Jackson é um centro de opressão racial e de racismo, desde á séculos. Os colonos
brancos em 1820, liderados por um tal Andrew Jackson, comissário das terras
índias, pressionaram os índios Choctaw, movendo-os para Oklahoma. Depois de
negociações intermináveis, os Choctaw, acabaram por assinar o Tratado de Doak´s
Stand, pelo qual cederam aos colonos 13 milhões de acres de terra. A cidade que
aí nasceu foi então baptizada com o nome de Jackson. Os colonos empregaram
mão-de-obra escrava nas fazendas limítrofes da cidade, que tornou-se
rapidamente um local de negociação de escravos.
Assume por isso
especial simbolismo a vitoria de Chokwe Lumumba. Sob o slogan “Uma cidade, um
objectivo, um destino”, Lumumba liderou uma plataforma, representada por todos
os grupos raciais e étnicos da cidade, formada por negros, brancos, índios,
imigrantes caribenhos, sul-americanos, asiáticos e da Oceânia. Maioritariamente
formada por trabalhadores e desempregados a plataforma contou com apoios dos
sindicatos da região e dos comités cívicos e dos Direitos Humanos. Foi criado
um Fórum, denominado “Educar, Motivar, Organizar” que se reúne trimestralmente,
onde a população discute os programas de criação de redes de saúde publica,
educação publica e comunitária e problemas que se apresentem á cidade.
Estamos assim
perante um dos melhores momentos do tradicional democratismo norte-americano,
raiz da Revolução Americana e do movimento de libertação nacional que conduziu
o país á independência.
V - As trapalhadas
externas são uma das causas do Great American Disaster.

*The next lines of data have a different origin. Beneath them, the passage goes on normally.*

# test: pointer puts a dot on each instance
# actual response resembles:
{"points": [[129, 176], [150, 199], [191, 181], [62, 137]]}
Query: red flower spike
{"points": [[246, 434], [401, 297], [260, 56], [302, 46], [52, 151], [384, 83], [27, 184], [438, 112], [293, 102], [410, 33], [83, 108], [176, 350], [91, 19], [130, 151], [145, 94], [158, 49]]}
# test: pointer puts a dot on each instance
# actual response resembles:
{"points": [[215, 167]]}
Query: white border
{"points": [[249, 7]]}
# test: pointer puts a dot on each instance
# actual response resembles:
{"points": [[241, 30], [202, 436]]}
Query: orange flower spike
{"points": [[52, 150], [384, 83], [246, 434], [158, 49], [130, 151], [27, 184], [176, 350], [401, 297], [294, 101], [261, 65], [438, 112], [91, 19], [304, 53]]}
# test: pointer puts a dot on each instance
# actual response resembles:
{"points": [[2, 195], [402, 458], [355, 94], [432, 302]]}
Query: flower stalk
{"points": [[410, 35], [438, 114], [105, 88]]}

Na passada semana um
tribunal do Cairo, Egipto, condenou 43 homens e mulheres, acusados de
utilizarem financiamentos estrangeiros, para fomentar agitação no Egipto, com o
julgamento de Hosni Mubarak. 16 dos acusados eram cidadãos norte-americanos, 15
deles foram expulsos do país, por ordem do tribunal, mas um deles, Robert
Becker do National Democratic Institute (NDI), tem de cumprir uma pena de dois
anos no Egipto, o que deixou os intervencionistas mais acérrimos em estado de
histeria colectiva.
O senador Pat Leahy
vociferou que o veredicto era ofensivo ao povo norte-americano, o Wall Street
Journal descobriu que afinal os boys que tiraram o tapete a Mubarak, com a
ajuda dos USA, não são muito amistosos e o Washington Post defendeu uma tese
estranha sobre nacionalismo barato e teorias da conspiração, concluindo que as
leis egípcias eram “repressivas e baseadas numa logica xenófoba”. Todos eles
consideraram que os egípcios são uns mal-agradecidos, que não reconhecem a
ajuda norte-americana.
É sabido que uma
série de instituições e organismos “promotores da democracia”, como o National
Endowment for Democracy (NED), o International Republican Institute (IRI), o
DNI e a Freedom House (FH), participaram nas campanhas de agitação e propaganda
na Sérvia, Ucrânia, Geórgia, Uzbequistão e Quirguizistão, falhando na
Bielorrússia. E quem dirige estes grupos “pró-democracia”?
Antes de 2011, a FH
era dirigida pelo ex-director da CIA, Jim Woolsey, que acreditava estar na
Quarta Guerra Mundial. O IRI é liderado por John McCain, que apelou e implorou
pela intervenção norte-americana, quando a Rússia deu um puxão de orelhas aos
dirigentes georgianos e passa o tempo livre a clamar ataques aéreos á Síria.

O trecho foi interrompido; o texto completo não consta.